Heads of households had to prioritize cash crops and could not spend time planting personal gardens for daily food consumption. Cash crops included tobacco, rice, and cotton. Cash crops took precedence over schooling, therefore children were pulled from schools and denied access to an education. This type of laboring was called sharecropping. Sharecropping is a term used, when one-person farms on another person's land, and the two share what is produced. Sharecroppers were poor, and often in debt to the landowners and creditors from one harvest season to the next. In exchange for the use of the land, cabin and supplies, sharecroppers agreed to raise a cash crop and give a portion, usually 50% of the crop to their landlord.
A sharecropper's typical day consisted of long hours working in fields. No matter the condition, healthy or sick, rain or shine, dusk or dawn, sharecroppers sowed, weeded, picked and hauled cotton and tobacco.

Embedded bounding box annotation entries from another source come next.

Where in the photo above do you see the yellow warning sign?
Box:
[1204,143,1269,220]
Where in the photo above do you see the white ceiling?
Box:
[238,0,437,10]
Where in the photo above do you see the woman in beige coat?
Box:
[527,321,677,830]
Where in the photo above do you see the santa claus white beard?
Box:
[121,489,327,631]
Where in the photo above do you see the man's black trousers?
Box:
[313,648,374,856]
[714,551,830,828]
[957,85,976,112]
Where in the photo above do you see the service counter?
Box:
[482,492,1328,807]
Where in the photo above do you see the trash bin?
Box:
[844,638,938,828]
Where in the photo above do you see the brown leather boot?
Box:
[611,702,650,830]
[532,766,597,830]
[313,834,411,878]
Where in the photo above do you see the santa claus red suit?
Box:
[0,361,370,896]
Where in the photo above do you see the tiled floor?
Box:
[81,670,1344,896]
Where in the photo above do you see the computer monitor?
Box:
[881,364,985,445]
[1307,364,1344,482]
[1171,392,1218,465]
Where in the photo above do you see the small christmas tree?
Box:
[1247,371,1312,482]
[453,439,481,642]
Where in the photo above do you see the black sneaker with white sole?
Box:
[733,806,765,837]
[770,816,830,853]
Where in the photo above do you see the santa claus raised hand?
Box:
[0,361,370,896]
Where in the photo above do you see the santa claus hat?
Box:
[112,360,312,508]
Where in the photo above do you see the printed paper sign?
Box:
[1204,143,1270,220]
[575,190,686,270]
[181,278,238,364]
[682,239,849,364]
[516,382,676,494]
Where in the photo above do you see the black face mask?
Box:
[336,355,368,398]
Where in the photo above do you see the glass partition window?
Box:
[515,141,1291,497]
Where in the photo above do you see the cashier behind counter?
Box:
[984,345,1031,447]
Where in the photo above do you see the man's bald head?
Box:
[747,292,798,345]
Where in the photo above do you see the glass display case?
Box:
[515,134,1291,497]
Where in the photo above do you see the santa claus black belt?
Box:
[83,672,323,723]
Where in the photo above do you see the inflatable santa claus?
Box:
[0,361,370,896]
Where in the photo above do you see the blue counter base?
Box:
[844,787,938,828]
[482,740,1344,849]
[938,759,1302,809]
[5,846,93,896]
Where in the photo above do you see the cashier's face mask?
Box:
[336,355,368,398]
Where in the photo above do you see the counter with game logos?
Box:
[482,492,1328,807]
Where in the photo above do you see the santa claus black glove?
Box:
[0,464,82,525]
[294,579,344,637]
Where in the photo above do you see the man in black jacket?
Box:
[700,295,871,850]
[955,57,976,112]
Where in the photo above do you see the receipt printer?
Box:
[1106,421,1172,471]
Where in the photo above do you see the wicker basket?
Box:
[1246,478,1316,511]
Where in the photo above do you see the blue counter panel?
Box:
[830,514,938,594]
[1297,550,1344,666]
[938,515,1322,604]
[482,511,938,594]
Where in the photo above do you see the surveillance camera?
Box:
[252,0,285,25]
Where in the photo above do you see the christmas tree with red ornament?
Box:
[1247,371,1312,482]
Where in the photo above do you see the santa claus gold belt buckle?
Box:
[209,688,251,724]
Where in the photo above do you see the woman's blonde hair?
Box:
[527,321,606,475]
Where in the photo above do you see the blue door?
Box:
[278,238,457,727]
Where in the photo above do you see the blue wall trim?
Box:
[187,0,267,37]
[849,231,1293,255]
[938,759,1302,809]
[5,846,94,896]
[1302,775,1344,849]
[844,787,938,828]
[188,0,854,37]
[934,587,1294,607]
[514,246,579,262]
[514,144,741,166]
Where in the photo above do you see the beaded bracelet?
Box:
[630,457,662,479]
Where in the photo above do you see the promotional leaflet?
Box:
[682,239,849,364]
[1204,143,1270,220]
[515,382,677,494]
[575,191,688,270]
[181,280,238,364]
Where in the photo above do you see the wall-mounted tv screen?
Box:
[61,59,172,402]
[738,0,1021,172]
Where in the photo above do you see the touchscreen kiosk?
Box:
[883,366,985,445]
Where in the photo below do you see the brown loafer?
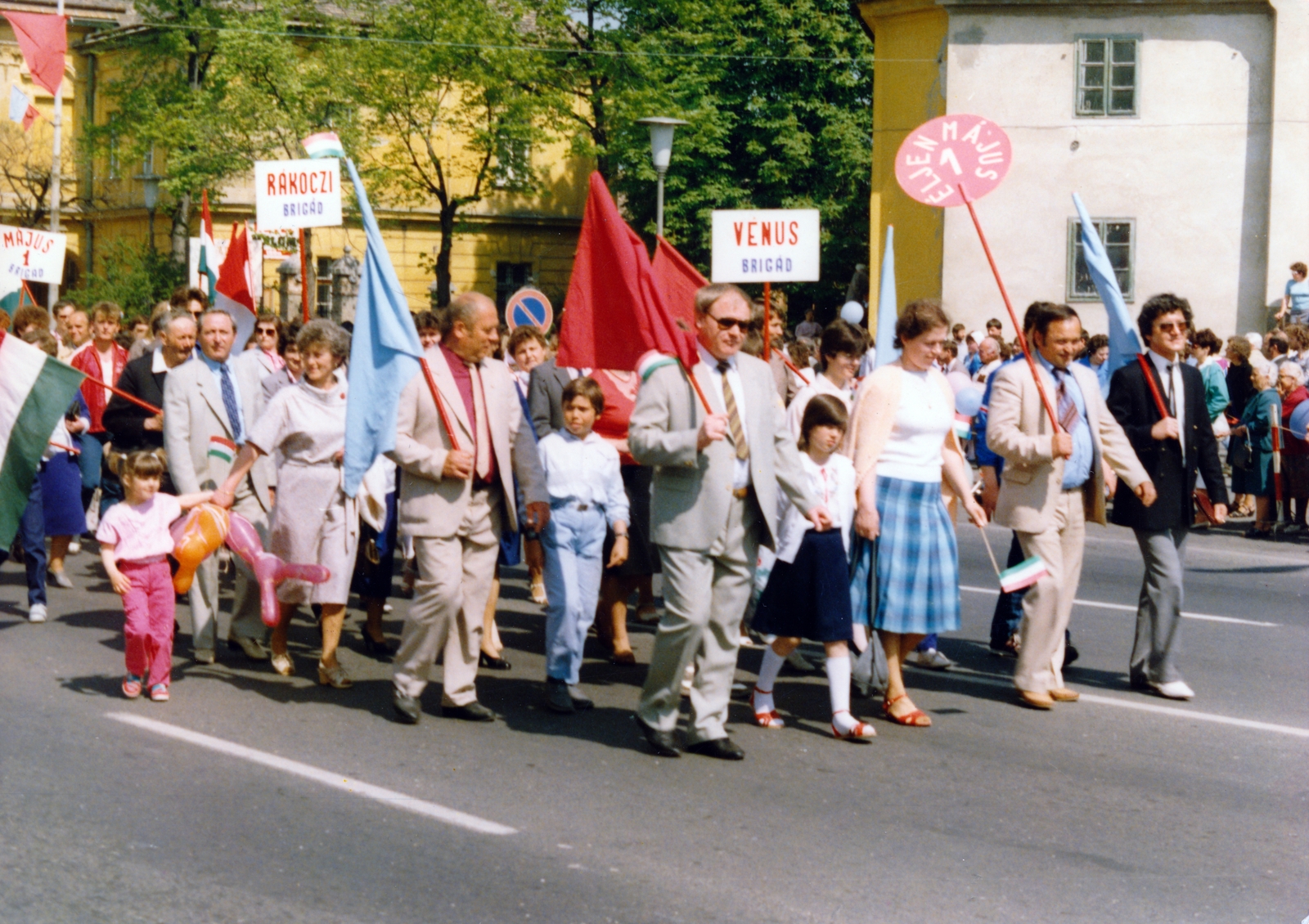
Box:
[1019,689,1055,710]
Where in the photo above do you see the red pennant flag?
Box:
[556,173,699,369]
[4,11,68,93]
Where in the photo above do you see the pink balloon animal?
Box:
[227,513,331,626]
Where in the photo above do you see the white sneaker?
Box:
[1150,680,1195,699]
[905,648,954,670]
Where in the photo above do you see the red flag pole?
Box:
[960,183,1063,433]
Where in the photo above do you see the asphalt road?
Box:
[0,529,1309,924]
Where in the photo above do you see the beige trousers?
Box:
[637,493,761,745]
[1013,488,1086,693]
[394,488,502,706]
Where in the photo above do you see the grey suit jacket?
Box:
[388,347,550,539]
[627,353,818,552]
[164,359,272,510]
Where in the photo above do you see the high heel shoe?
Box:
[318,661,355,689]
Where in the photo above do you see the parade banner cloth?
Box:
[0,331,85,549]
[343,159,423,497]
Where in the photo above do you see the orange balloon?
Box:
[169,504,229,594]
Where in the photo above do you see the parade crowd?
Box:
[0,263,1309,759]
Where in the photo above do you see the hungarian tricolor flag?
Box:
[0,331,85,549]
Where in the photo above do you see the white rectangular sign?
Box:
[0,225,68,284]
[254,157,340,227]
[712,208,820,283]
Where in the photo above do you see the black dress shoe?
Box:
[686,738,744,760]
[441,700,495,723]
[632,715,682,758]
[391,689,423,725]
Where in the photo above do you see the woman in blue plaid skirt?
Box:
[846,298,986,728]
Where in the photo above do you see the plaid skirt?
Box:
[873,477,960,635]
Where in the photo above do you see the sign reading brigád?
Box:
[254,157,340,227]
[711,208,820,283]
[0,225,68,284]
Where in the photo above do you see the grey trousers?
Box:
[637,493,762,745]
[1128,529,1189,686]
[188,478,268,652]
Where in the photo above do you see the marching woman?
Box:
[750,394,877,741]
[846,298,986,728]
[214,318,358,689]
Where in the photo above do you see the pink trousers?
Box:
[118,556,177,689]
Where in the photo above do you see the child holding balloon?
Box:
[96,451,214,703]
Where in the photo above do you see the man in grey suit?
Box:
[627,284,831,760]
[164,309,272,663]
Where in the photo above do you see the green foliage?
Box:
[79,240,185,316]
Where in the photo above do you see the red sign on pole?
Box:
[895,115,1013,208]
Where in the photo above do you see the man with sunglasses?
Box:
[627,284,831,760]
[1108,294,1228,699]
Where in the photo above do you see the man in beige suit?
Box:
[164,309,272,663]
[627,285,831,760]
[987,303,1154,710]
[388,292,550,725]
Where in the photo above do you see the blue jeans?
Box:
[541,504,605,683]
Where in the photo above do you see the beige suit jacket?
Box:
[388,347,550,539]
[986,361,1149,532]
[164,359,272,512]
[627,353,818,552]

As I reflect back, the life of a sharecropper was difficult. Even in the best of situations, sharecropping families lived in a house on land that was not their own. The sharecropper contributed his and his family's labor to provide income for the family. Sharecroppers had no control over which crops were planted or how they were sold. During Reconstruction, former slaves and many white farmers became trapped in a system of economic exploitation known as sharecropping. Sharecropping reached full prominence during the 1870's, especially in the southern United States after the Civil War and at the end of slavery in 1865.